When did you join the group?
After this brief introduction I felt satisfied to just listen and to drop into my body and run. But then came more questions. And more questions. I found myself thinking, I don’t want to answer that. I don’t want to talk about what I ate last night. Or what foods I think are best or when to drink water and go to the bathroom. The conversation kept going.
I noticed one person leading it. After any small silence, she posed new questions to keep everyone engaged. I found it fascinating and started thinking about how great of a communicator she was. She wasn’t just throwing out random questions to keep everyone distracted. When someone would mention something, she would have a follow-up question or thoughtful comment. She was more than engaged.
I wondered what she was like in school. Was she voted Most Likely to Be Your Friend and Make You Feel Comfortable? Class president? Head of her sorority? Then I thought about how much energy it requires to keep everyone engaged, to be responsive, to listen and ask questions.
She was at a level of energy that seemed foreign to me, that would require work for me to reach. And then it hit me — maybe I’m not an introvert and I’m just socially lazy. I don’t make an effort. I don’t try to engage. Instead, I shy off to the side and call it “introverted,” which allows me to stay “safe” from putting myself out there.
Introverts tend to prefer alone time and are often drained by too much social interaction, according to this definition provided by Healthline. They are likely to have a close and small circle of friends and usually need to recharge after spending time in social situations. Though some of that remains true for me, I believe I’m using it as an excuse to disengage.
Not because I’m an introvert.
Not because I’m practicing non-judgment when I’m seeing someone.
Not because I don’t want to waste my time with people I don’t “know.” (Okay, this one is 50/50 because I do believe my time is valuable and am mindful of how and with whom I choose to spend it. But I do this even with the ones I’m interested in. I have a laundry list of “rules” when dating.)
Now that I’m thinking about it, this laziness extends into my sex life, too. The notion that “I love to surrender to a man who loves to please a woman” could be restated like this: “Can I just lie there while you please me?” Is this why I’m resentful or annoyed by some porn and acrobatic performance sex? I’m over here enjoying my lazy surrender and others are making me look bad!

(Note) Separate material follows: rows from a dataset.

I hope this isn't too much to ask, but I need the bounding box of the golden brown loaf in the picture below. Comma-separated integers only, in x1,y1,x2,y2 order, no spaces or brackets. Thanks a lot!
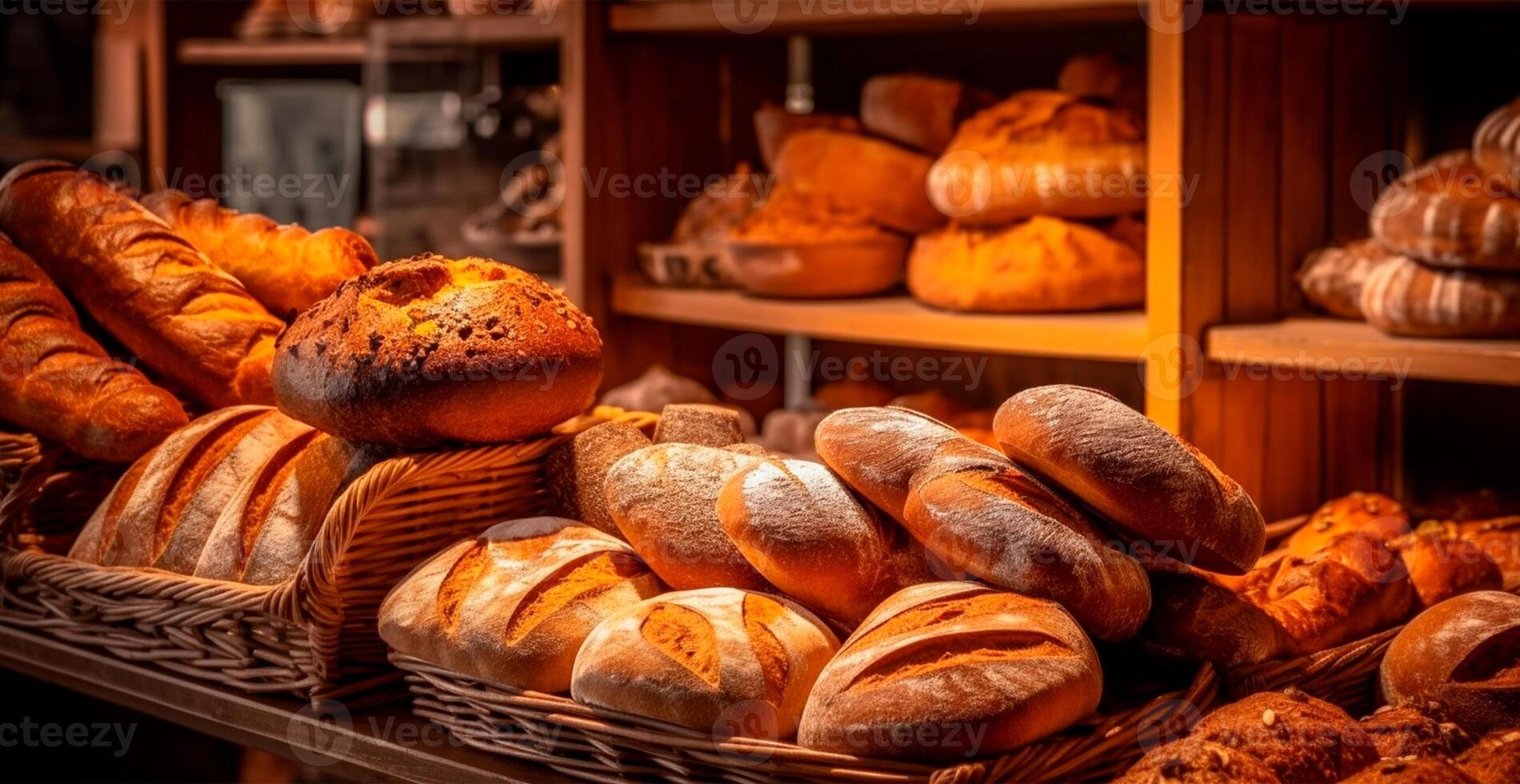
762,130,946,234
860,73,997,155
570,588,839,740
0,234,189,463
606,444,769,590
907,216,1145,313
380,517,662,693
0,161,284,407
929,90,1146,226
1361,257,1520,338
993,385,1266,574
1378,591,1520,735
143,189,378,318
797,582,1103,760
1370,150,1520,272
274,254,602,448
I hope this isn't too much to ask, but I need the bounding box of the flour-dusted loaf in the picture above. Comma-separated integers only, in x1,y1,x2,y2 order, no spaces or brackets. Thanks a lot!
797,582,1103,760
993,385,1266,574
0,234,187,463
0,161,284,407
274,254,602,448
570,588,839,740
380,517,662,693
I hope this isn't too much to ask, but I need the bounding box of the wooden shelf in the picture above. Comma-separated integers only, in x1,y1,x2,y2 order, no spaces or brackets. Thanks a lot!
613,279,1148,362
0,626,567,781
1207,318,1520,386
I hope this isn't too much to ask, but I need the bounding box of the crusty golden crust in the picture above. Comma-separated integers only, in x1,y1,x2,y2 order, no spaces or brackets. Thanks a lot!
274,254,602,448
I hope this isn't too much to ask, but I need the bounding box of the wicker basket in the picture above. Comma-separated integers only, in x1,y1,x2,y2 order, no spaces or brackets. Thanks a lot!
390,652,1218,784
0,409,654,701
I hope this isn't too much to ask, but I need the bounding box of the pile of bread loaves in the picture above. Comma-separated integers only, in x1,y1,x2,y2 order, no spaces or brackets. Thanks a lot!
1300,98,1520,338
711,54,1145,313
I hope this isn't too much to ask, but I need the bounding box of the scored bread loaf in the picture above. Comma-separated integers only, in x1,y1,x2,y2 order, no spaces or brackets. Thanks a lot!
380,517,662,693
143,189,378,318
570,588,839,740
797,582,1103,760
274,254,602,448
993,385,1266,574
0,234,189,463
0,161,284,407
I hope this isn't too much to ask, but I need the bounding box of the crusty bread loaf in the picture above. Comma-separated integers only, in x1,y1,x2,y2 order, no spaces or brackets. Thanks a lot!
143,189,378,318
860,73,997,155
1368,150,1520,272
0,161,284,407
1189,690,1377,781
993,385,1266,574
570,588,839,740
380,517,662,693
274,254,602,448
0,234,189,463
1378,591,1520,735
718,459,929,627
606,444,769,590
775,130,946,234
1361,257,1520,338
907,216,1145,313
797,582,1103,760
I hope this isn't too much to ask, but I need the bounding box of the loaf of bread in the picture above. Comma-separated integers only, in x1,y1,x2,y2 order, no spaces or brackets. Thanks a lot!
380,517,662,693
929,90,1146,226
1368,150,1520,272
993,385,1266,574
814,409,1150,640
143,189,378,318
274,254,602,448
0,234,189,463
718,459,930,627
797,582,1103,760
0,161,284,407
860,73,997,155
606,444,770,591
1298,238,1398,321
1361,254,1520,338
907,216,1145,313
1378,591,1520,735
570,588,839,740
778,130,946,234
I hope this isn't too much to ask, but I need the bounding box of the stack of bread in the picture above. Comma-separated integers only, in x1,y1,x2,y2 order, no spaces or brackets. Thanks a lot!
1300,98,1520,338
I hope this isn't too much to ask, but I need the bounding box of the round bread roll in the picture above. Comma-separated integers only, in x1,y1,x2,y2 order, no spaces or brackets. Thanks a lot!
1189,688,1377,781
274,254,602,448
993,385,1266,574
1368,150,1520,272
380,517,662,691
797,582,1103,760
570,588,839,740
606,444,770,591
1378,591,1520,735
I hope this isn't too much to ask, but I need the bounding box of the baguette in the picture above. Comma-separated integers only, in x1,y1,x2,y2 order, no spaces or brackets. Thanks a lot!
143,189,378,318
0,234,189,463
0,161,284,407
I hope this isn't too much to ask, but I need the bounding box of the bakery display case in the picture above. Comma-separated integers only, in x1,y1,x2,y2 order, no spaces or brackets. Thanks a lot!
0,0,1520,784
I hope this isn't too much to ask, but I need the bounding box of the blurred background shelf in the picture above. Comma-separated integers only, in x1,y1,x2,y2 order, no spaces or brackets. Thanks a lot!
1207,318,1520,386
613,279,1149,362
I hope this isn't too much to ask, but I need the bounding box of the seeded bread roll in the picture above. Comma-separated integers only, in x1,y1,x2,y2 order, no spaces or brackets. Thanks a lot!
274,255,602,448
1378,591,1520,735
1189,688,1377,781
380,517,662,693
798,582,1103,760
606,444,770,591
570,588,839,740
993,385,1266,574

The emotions required to speak up in a group, approach new people or have the dating life or relationship of your dreams take courage. It also requires my brain to operate on another level, which requires more energy. And my brain wants to do what’s easiest.
On one hand, by not putting myself out there, I’ve been able to avoid rejection along with a variety of uncomfortable emotions. But the reality is I risk not connecting with other people and possibilities.
If I don’t practice and engage with this energy, I remain static, complacent and perhaps I’m missing out on my biggest possible life.
I’m shifting gears. I’m not going to stay because I’m comfortable in a relationship.
I’m going to ask the guy out if I’m interested.
I’m going to ask the questions while running with strangers.
I’m going to spend time texting and talking to people.
I’m going to walk into the room and approach a group.
I’m going to stop canceling or saying no to invites.